Tercero: A título de restablecimiento del derecho, ORDÉNASE al Municipio de Floridablanca pagar la prima de servicios que le corresponde a la demandante por los años 1998, 1999 y 2000, a reliquidar los intereses a la cesantía con la inclusión de la prima que debió ser pagada en las mismas anualidades, y a sufragar las diferencias resultantes entre lo reconocido por tal concepto y lo que se debe pagar en virtud de esta decisión.

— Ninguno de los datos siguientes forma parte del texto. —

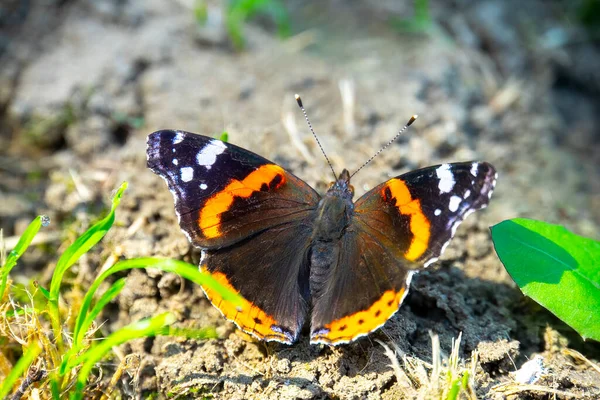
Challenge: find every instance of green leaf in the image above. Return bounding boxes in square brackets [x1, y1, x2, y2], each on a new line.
[73, 257, 241, 349]
[0, 342, 42, 399]
[491, 218, 600, 341]
[71, 313, 176, 399]
[0, 215, 50, 300]
[48, 182, 127, 347]
[33, 280, 50, 300]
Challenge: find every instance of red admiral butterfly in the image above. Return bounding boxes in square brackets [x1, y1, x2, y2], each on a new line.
[147, 97, 497, 345]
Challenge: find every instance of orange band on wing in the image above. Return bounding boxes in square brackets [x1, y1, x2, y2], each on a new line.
[311, 288, 406, 344]
[198, 164, 285, 239]
[202, 268, 291, 343]
[382, 179, 430, 261]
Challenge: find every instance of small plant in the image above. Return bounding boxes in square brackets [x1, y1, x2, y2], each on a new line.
[194, 0, 290, 50]
[491, 218, 600, 341]
[0, 183, 239, 399]
[377, 333, 478, 400]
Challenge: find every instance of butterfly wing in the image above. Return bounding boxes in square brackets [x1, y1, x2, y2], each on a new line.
[311, 162, 497, 344]
[147, 130, 319, 342]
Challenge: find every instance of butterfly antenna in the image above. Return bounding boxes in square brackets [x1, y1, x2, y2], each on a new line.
[350, 114, 419, 178]
[294, 94, 337, 181]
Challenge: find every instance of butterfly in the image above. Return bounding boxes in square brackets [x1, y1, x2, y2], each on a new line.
[147, 97, 498, 345]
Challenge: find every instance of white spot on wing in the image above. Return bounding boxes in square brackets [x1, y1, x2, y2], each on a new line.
[173, 132, 183, 145]
[435, 164, 456, 193]
[196, 139, 225, 169]
[471, 163, 479, 176]
[181, 167, 194, 182]
[514, 355, 545, 385]
[448, 196, 462, 212]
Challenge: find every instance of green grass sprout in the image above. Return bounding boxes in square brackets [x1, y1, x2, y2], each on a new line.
[193, 0, 291, 51]
[491, 218, 600, 341]
[0, 342, 42, 399]
[0, 182, 242, 399]
[48, 182, 127, 348]
[0, 215, 50, 301]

Las sumas que resulten de la condena se ajustarán al valor, de conformidad con el artículo 178 del C.C.A. hasta la fecha de ejecutoria de esta

providencia dando aplicación a la siguiente fórmula: R = Rh x índice final Índice inicial En donde el valor presente (R) se determina multiplicando el valor histórico (Rh) por el guarismo que resulta de dividir el índice final de precios al consumidor certificado por el DANE (vigente a la fecha de ejecutoria de esta sentencia) por el índice inicial (vigente para la fecha en que debió hacerse el pago). Por tratarse de pagos de tracto sucesivo la fórmula se aplicará separadamente, mes por mes para cada mesada salarial teniendo en cuenta que el índice inicial es el vigente al momento de la causación de cada una de ellas. Devuélvase el expediente al Tribunal de origen.

CÓPIESE, NOTIFÍQUESE Y CÚMPLASE.

Esta providencia fue estudiada y aprobada por la Sala en sesión de la fecha.